An epidemic is just about the worst thing that can happen in a small, enclosed environment like, say, a Mars habitat. So it’s only natural that that’s exactly what happens in Epidemic, a downloadable scenario for First Martians.
Plan B Games
Emmerson Matsuuchi’s Century – Spice Road was always intended as the first part of a trilogy. The nature of the planned sequels was a mystery until now. Would they be deck-building games like Spice Road? And if not, what would tie the trilogy together? Plan B Games’s announcement of Century – Eastern Wonder answers both questions. Eastern Wonder is an entirely different style of game. No deck-building, instead you’ll move your ship from market to market on the board and build trading posts. As for what ties the two games together: the special game mode The Sand and the Sea uses components and mechanisms from both to create a more complex game.
Uwe Rosenberg is drifting south-west. After Nusfjord in the Norwegian Lofoten archipelago his newest project will take us to Iceland next year. Reykholt, named after a little place in Iceland, is an unexpectedly agricultural game. Despite the relatively cold climate the volcanic heat allows even tropical fruit like banana to prosper there. That makes Reykholt’s greenhouses a bit of a tourist attraction, and that’s what the game Reykholt is about. It combines worker placement with a racing game: you grow things in your greenhouses to attract tourists, but the growth season there is very short.

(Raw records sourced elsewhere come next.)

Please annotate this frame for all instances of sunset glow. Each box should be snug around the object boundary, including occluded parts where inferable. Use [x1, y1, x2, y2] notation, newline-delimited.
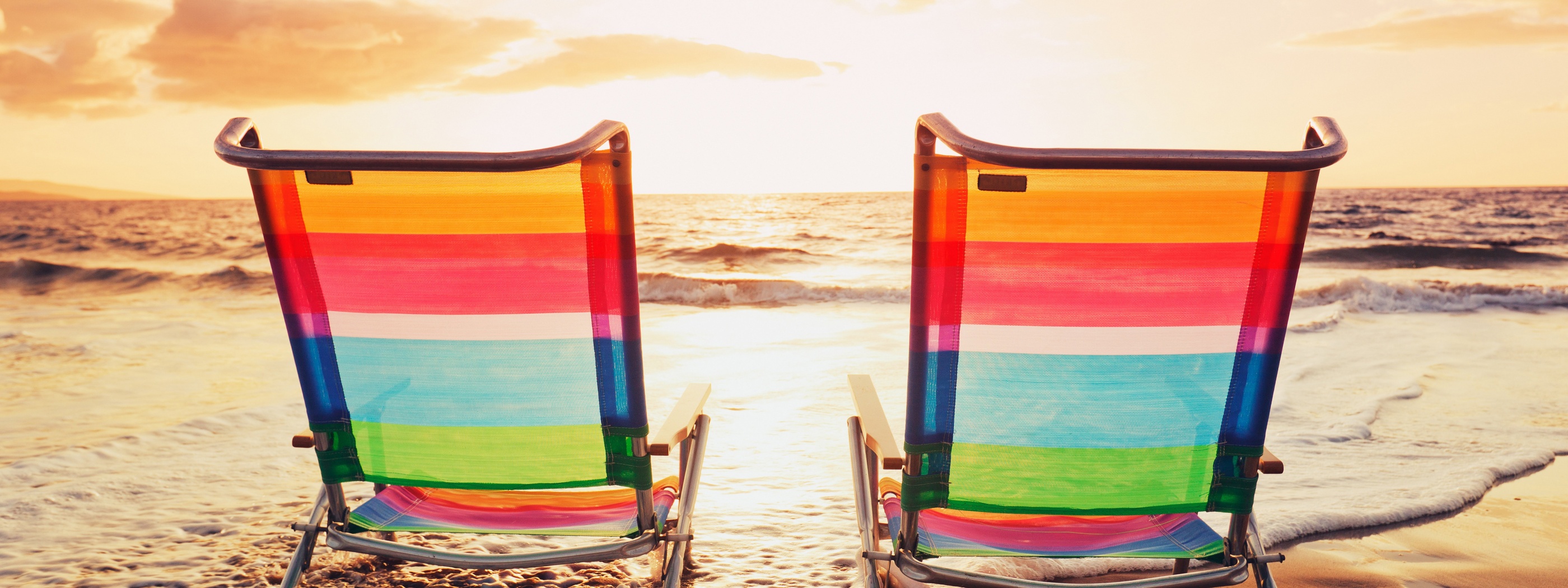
[0, 0, 1568, 198]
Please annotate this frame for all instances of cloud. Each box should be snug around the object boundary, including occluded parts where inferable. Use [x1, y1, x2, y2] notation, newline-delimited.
[1290, 0, 1568, 50]
[456, 35, 822, 92]
[132, 0, 538, 106]
[0, 0, 168, 116]
[839, 0, 936, 14]
[0, 0, 848, 116]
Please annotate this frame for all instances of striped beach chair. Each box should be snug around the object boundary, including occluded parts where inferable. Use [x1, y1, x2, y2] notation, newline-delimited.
[215, 118, 710, 588]
[850, 114, 1345, 588]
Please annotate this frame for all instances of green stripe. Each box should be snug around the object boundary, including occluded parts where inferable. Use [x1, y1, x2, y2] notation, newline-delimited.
[353, 420, 605, 489]
[947, 444, 1217, 514]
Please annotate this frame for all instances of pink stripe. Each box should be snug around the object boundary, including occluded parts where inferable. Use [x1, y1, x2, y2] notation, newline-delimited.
[883, 498, 1204, 553]
[963, 267, 1253, 326]
[964, 241, 1258, 268]
[315, 257, 588, 314]
[356, 486, 674, 530]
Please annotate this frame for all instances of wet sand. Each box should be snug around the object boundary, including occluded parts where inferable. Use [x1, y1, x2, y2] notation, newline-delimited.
[1273, 459, 1568, 588]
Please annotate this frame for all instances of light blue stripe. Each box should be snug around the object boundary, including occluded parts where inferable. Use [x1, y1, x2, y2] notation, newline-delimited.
[333, 337, 599, 427]
[953, 351, 1235, 449]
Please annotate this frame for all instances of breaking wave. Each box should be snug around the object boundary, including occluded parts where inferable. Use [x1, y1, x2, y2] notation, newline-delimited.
[1292, 276, 1568, 312]
[1301, 245, 1568, 270]
[0, 259, 273, 295]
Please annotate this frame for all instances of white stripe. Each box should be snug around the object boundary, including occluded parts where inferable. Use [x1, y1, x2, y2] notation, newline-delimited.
[326, 310, 592, 340]
[958, 325, 1242, 356]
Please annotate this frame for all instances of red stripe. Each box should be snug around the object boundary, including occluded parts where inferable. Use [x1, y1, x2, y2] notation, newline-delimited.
[251, 169, 326, 314]
[963, 241, 1258, 268]
[963, 267, 1253, 326]
[315, 257, 588, 314]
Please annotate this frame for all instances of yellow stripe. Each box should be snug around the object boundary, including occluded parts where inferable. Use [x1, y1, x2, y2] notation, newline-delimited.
[295, 161, 584, 235]
[966, 168, 1268, 243]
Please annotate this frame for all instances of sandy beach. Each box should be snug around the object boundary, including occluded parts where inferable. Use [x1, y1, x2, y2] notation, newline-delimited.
[1275, 461, 1568, 588]
[0, 192, 1568, 588]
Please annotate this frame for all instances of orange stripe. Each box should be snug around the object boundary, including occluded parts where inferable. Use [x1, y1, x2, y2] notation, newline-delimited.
[295, 161, 584, 235]
[968, 166, 1268, 243]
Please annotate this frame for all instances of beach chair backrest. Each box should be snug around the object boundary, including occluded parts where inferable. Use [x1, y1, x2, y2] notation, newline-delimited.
[903, 114, 1337, 514]
[220, 124, 651, 489]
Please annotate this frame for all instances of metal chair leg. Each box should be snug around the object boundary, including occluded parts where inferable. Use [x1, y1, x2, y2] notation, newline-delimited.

Sherlock Holmes has disappeared. The greatest villainous masterminds of Europe can’t pass that opportunity, can they? The Secret Service is no match for them. If you think you’ll play the Secret Service in this game, then you’ve got the wrong end of Victorian Masterminds by Eric Lang and Antoine Bauza. You’ll each play as one of the masterminds and dispatch your minions to complete missions, destroy buildings and collect materials for your very own steampunky contraption. The four masterminds each build a different contraption which allows them to take different actions, leading to highly asymmetric gameplay. Just don’t get too comfortable in your role, the Secret Service isn’t as incompetent as you think.